1. 43
  1. 2

    At first glance, I was ready to completely dismiss the article because it uses the example of syntax errors not being caught before running or compiling the code. There are automatic linters that can detect this and there are plugins for various editors to use these linters to display errors inline with the code. I haven’t had a single syntax error in my code since configuring these.

    But keep reading, there’s far more interesting stuff after that. :)

    1. 2

      syntax errors not being caught before running or compiling the code. There are automatic linters that can detect this

      I’m not sure what you mean. Syntax is checked during parsing, and a linter would still need a parser to detect syntax (and other kinds of) errors.

      1. 1

        I mean, you shouldn’t need to explicitly compile or run your code for your editor to warn you there is a syntax error. The parser doing that check shouldn’t try to recover from an error is counterproductive; it’s supposed to fail.

        1. 3

          You’re right that you shouldn’t need to manually invoke the compiler or VM in order to see syntax errors, but if your IDE is annotating syntax errors then it too is using a parser to find them.

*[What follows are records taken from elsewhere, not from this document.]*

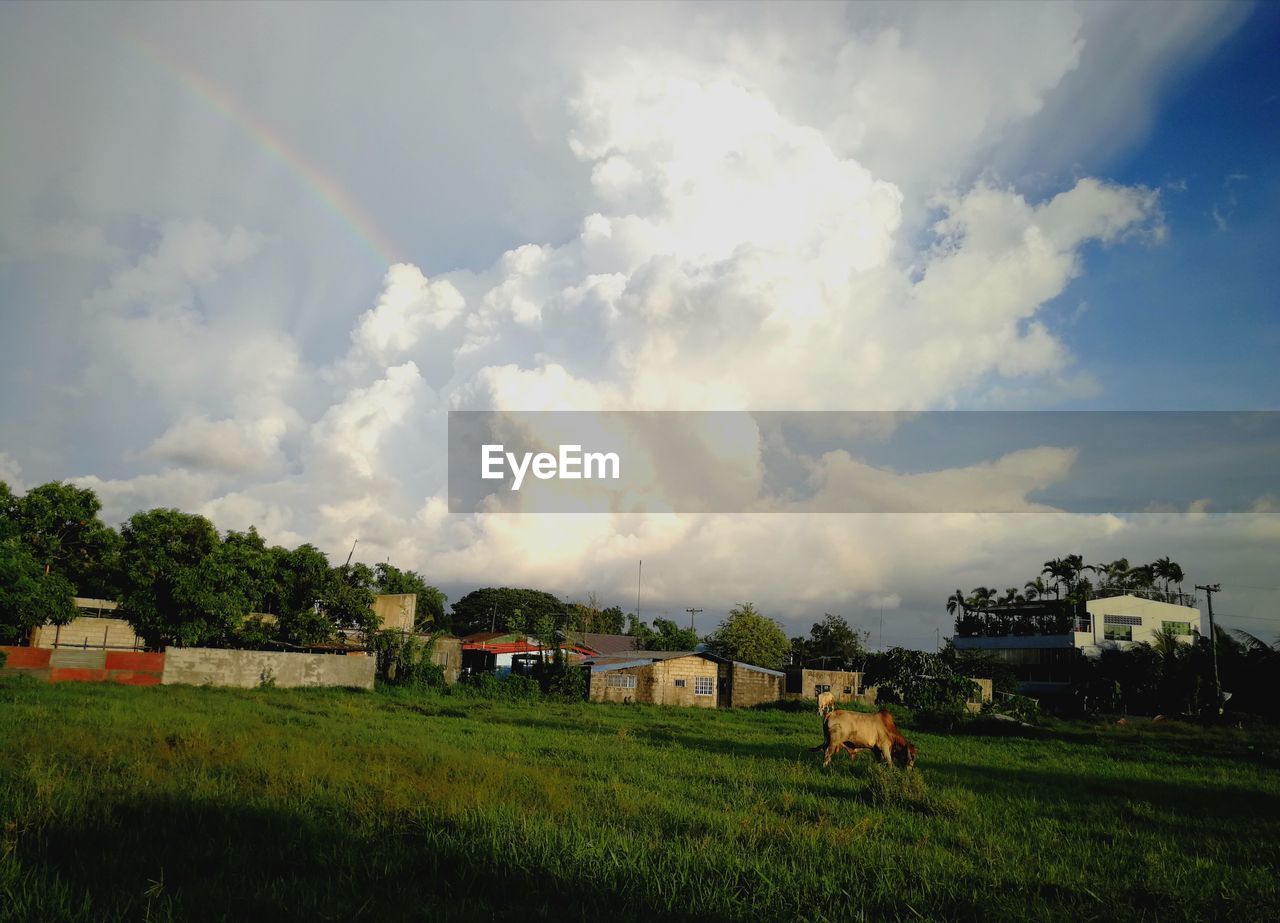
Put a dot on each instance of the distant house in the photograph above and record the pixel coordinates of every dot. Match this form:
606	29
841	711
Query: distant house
1042	640
681	677
502	652
95	626
743	685
657	677
807	684
602	645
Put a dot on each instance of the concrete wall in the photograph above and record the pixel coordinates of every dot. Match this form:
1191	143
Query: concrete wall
982	697
837	680
752	685
1152	613
396	611
447	653
250	668
87	631
74	665
656	682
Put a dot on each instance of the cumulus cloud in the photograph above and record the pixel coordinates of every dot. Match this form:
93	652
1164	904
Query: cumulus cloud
763	214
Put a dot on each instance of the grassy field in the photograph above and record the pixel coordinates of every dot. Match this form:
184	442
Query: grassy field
178	803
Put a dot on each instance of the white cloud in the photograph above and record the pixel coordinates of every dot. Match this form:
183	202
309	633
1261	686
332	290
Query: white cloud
755	209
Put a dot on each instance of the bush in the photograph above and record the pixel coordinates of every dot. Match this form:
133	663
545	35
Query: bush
508	688
567	682
406	661
922	681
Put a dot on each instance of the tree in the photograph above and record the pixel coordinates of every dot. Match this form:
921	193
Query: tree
644	635
348	599
919	680
671	636
611	621
750	636
28	595
161	551
298	590
497	606
429	608
59	526
833	644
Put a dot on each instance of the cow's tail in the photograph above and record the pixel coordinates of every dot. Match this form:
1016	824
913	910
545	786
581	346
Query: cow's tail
826	738
894	734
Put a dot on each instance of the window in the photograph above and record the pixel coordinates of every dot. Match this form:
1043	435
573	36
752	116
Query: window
1121	620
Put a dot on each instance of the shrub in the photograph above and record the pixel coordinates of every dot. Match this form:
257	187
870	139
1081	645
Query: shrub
567	682
508	688
406	661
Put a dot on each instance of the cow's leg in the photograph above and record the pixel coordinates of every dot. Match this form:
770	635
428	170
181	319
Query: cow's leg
853	752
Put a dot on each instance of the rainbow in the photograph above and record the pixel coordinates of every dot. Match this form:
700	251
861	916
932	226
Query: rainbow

And if you want the IDE to be able to report more than one error at a time, then that parser will need some kind of error recovery mechanism.

          1. 1

            To share my anecdotal experience (I make IDEs, but it’s still anecdotal): it seems that for parser errors specifically, immediacy (red wavy underline appearing just after typing) is relatively more important than the quality of the error message.

            Error resilience is indeed crucial, but it is not equivalent to error recovery.

    2. 2

      TL;DR - When it hits a syntax error, it uses a pathfinding search to try every possible path forward, stopping at either EOF or three consecutively accepted tokens from the lexer.

      Overall it makes a lot of sense, to the point of being a bit obvious. The real question is, do programmers like the result? The article can’t answer that, and neither can I. But, my guess is that it can compete with many modern tools.

      1. 1

        It would be super exciting if this approach could give generated LR parsers better error message UX than many modest effort hand written parsers. I think those repair suggestions would be good error messages just by having the result of the repair shown in the output? Would save the user the effort of interpreting the “shift” nodes. Colour could help: put the deletion in red and the insertion in green, mimicking a diff?

        Another thing that I’ve wondered about as a heuristic before is: when I introduce an error in the middle of a moderate sized already existing file, the syntax highlighting often changes violently and suddenly. Maybe an IDE could pick a repair that returns the largest possible number of nodes to the state they were in for the last few minutes?

        1. 1

          I got this kind of a parsing interface: state → symbol → ('step state + 'error (list (symbol * state)) + 'accept cst), likewise you can get the state → list (symbol * state). (maybe actual impl is some variation that turns out to be simpler, but you get the idea)

          I guess the CPCT+ is easy to implement in this setting? You get an error, roll an input window of 250 tokens and then calculate language edit distance 3 tokens ahead, until you got few candinates and then get the best one that rolls through to the end of the token window.